Haas F1 gets burned by a bad deal

Romain Grosjean in the Rich Energy Haas car
French driver Romain Grosjean of American team Rich Energy Haas F1 Team during the Monaco Grand Prix | Andrea Diodato/NurPhoto via Getty Images

The partnership was doomed from the start. It certainly didn’t help that the Haas team itself had a disappointing 2019 season. The team finished ninth out of ten in the Constructor’s Championship standings, with drivers Romain Grosjean and Kevin Magnussen combining for only 28 points.
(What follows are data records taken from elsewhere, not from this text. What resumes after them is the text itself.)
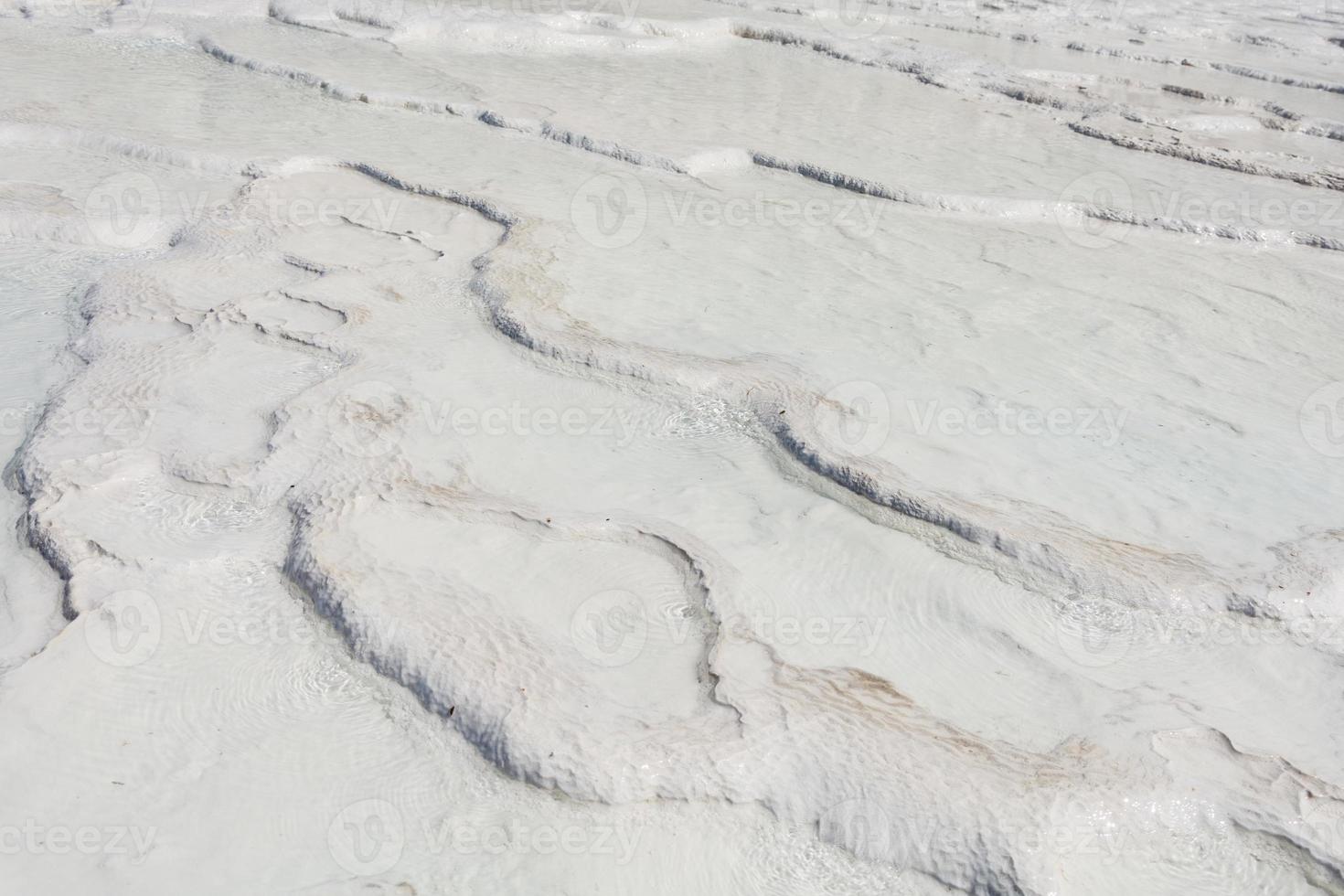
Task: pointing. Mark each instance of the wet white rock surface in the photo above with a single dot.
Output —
(666, 448)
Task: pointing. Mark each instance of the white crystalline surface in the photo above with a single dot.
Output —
(672, 446)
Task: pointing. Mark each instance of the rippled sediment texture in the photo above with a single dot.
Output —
(672, 446)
Months into the season, Rich Energy faced legal action from Whyte for copyright infringement. The bicycle company alleged that Rich’s logo was (and indeed, still is) a blatant copy of Whyte’s stylized stag. The court sided with Whyte, ordering Rich Energy to cease and desist using its logo and pay Whyte’s legal costs.

By September, Rich Energy parted ways with Haas, citing “poor performance.” From Haas’ point of view, this was a breach of contract, as their agreement contained no clause which allowed Rich to do this. In a since-deleted tweet archived by SportsBusinessDaily, Rich Energy published a letter it received from Haas confirming the split. In the letter, Haas threatened legal action if it didn’t receive the £35 million ($48 million USD) Rich owed by July 25th of that year.